He’s sitting in front of me, aching to help me, not because he really wants to see me in a better place. I know that. He knows that. He wants to do this simply to validate his existence and his view of himself. And who does he see himself as? A good guy. The good guy who can help another person out no matter how much of a little shit he thinks they are.
I repeat myself, “Don’t make me do it.”
“But it’s great therapy. Grab a pen, paper, or your ipad…”
“Don’t have an ipad.”
“Or sit down at your computer, and start writing. Listen, I’ve been here before.”
“No you haven’t.”
“Ok, maybe not exactly here, here, but we all struggle you know.”
Gee, who is this genius? Do we? Do we all struggle? I would have never thought. I am not feeling sorry for myself, you asked me how my day was, why my day was the way it was, and what some of my thoughts were. You ask me about my thoughts, I kindly ask you to back off, you ask me to write them down, I kindly ask you to back off…but you just don’t give up.
“You don’t know what happens when I write.”
“You release all that dark energy you have inside of you?”
“Dark energy…you don’t even know what you’re talking about.”
‘You know what I’m talking about. Your negativity is eating you up. Let it go. Write it down.”
“It’s been a year. A tough yet peaceful year because I haven’t written.”
“That’s what I just don’t understand….”
“Right. You know you’ve been so persistent…I might as well show you. A pen and paper, are the only tools I’ll need.”
Don’t. Fuck it. He wants it, he gets it….Breathe.
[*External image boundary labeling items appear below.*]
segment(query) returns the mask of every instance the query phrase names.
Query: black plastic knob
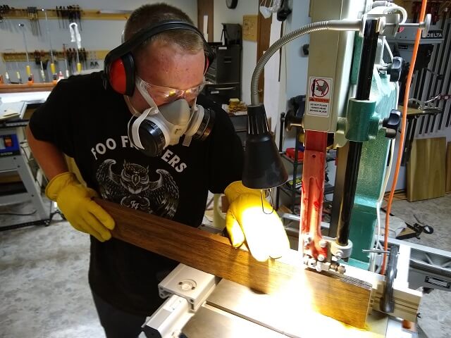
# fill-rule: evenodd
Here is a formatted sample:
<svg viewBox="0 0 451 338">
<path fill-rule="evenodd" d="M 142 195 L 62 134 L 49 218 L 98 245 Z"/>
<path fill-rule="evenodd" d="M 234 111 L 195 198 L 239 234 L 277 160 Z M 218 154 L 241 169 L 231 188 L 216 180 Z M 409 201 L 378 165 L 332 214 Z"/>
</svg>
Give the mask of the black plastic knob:
<svg viewBox="0 0 451 338">
<path fill-rule="evenodd" d="M 402 58 L 395 56 L 392 63 L 387 66 L 387 73 L 390 75 L 390 82 L 397 82 L 401 78 Z"/>
<path fill-rule="evenodd" d="M 396 109 L 392 109 L 388 118 L 382 121 L 382 126 L 385 128 L 385 137 L 394 139 L 396 137 L 397 130 L 401 123 L 401 112 Z"/>
</svg>

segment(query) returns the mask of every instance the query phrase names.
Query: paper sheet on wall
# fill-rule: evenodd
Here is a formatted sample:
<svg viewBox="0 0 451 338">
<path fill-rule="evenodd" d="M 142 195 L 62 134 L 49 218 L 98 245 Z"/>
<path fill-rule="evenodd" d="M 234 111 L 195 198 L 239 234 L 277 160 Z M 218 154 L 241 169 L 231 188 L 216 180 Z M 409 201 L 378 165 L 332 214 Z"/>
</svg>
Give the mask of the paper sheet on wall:
<svg viewBox="0 0 451 338">
<path fill-rule="evenodd" d="M 276 15 L 273 16 L 269 35 L 269 45 L 273 44 L 280 37 L 282 23 L 277 20 Z M 279 120 L 278 102 L 280 92 L 279 82 L 279 65 L 280 64 L 280 53 L 276 52 L 265 65 L 264 73 L 264 103 L 266 110 L 266 116 L 271 119 L 271 129 L 273 131 L 277 127 Z"/>
</svg>

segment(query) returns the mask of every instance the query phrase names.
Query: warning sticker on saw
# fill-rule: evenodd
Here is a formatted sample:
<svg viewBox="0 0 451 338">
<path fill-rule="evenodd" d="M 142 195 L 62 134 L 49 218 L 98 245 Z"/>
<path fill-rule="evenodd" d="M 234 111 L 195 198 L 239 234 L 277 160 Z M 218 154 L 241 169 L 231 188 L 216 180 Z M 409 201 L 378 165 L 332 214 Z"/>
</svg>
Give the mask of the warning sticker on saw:
<svg viewBox="0 0 451 338">
<path fill-rule="evenodd" d="M 331 93 L 332 78 L 311 76 L 309 78 L 307 115 L 328 116 Z"/>
</svg>

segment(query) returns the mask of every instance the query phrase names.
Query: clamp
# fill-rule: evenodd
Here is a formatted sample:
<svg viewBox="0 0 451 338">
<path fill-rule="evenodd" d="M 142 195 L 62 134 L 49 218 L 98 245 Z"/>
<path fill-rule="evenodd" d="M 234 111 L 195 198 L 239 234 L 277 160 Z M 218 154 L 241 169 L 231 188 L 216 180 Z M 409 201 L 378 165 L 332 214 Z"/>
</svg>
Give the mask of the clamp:
<svg viewBox="0 0 451 338">
<path fill-rule="evenodd" d="M 385 313 L 392 313 L 395 310 L 393 285 L 397 273 L 397 246 L 392 246 L 390 248 L 390 256 L 385 272 L 385 285 L 383 288 L 380 304 L 381 311 Z"/>
</svg>

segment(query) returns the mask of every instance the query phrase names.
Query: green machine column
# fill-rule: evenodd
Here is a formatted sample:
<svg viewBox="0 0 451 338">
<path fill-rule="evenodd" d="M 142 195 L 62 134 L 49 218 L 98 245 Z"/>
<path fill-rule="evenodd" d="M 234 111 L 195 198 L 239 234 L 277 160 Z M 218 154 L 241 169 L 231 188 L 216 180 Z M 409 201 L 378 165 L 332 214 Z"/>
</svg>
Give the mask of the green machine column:
<svg viewBox="0 0 451 338">
<path fill-rule="evenodd" d="M 383 189 L 389 153 L 390 140 L 378 121 L 388 118 L 396 101 L 395 87 L 386 75 L 373 73 L 371 98 L 376 102 L 371 116 L 377 125 L 369 123 L 369 137 L 363 142 L 357 185 L 351 214 L 350 239 L 353 248 L 349 260 L 350 265 L 367 269 L 369 255 L 362 251 L 371 248 L 374 230 L 377 225 L 378 199 Z M 351 113 L 352 115 L 352 113 Z M 349 118 L 349 116 L 347 116 Z M 348 124 L 352 123 L 347 118 Z M 358 134 L 362 139 L 363 134 Z"/>
</svg>

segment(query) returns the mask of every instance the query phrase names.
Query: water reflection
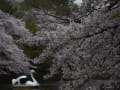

I’m not sure how much time has passed.
He’s sitting in front of me, tearing up, panting with scars on his face…black and red….in the right hands, a ball-point can be so sharp.
My hands are moist, bloody….it looks like I wrote vigorously. Vigorously enough to rip the paper into bits. Vigorously enough to tattoo my thighs with words and numbers, not all too legible: Bend, NOTHING, daughter, 4, 13 (followed by a massive exclamation mark), center, I Lo(four funny looking letters) you, 6, Brother, LAUGH, water, 3, HOME?, work, work, work, OFF……
There’s more on the walls. I don’t remember getting up.